Maybe if she had a union ...

by digby

This is a sad reality for low wage workers. As "at will" employees they only have freedom of speech in the abstract:
Shanna Tippen was another hourly worker at the bottom of the nation’s economy, looking forward to a 25 cent bump in the Arkansas minimum wage that would make it easier for her to buy diapers for her grandson. When I wrote about her in the Post last month, she said the minimum wage hike would bring her a bit of financial relief, but it wouldn’t lift her above the poverty line.

She called me the other day to say she didn’t get to enjoy the 25-cent hike for long. After the story came out, she says she was fired from her job for talking to the Post.
[...]
Tippen says she was fired by her boss, hotel manager Herry Patel. Earlier that day, Patel had called the Post to express frustration that he had been quoted giving his opinion about the minimum wage hike. (He objected to it.)

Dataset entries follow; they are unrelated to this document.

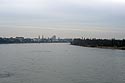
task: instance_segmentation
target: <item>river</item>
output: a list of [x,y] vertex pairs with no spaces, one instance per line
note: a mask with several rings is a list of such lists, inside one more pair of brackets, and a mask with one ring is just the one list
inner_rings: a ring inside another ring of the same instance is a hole
[[0,83],[125,83],[125,51],[68,43],[1,44]]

It was soon after, Tippen says, that Patel found her in the lobby and fired her.

“He said I was stupid and dumb for talking to [the Post],” Tippen said. “He cussed me and asked me why you wrote the article. I said, ‘Because he’s a reporter; that’s what he does.’ He said, 'it was wrong for me to talk to you.'"

She'd worked there for two years and is now unemployed and searching for another job.

This is what liberty means for millions of workers in America. They have the same rights as their employers in the abstract but in order to exercise them they have to be willing to enjoy the "freedom" of starvation.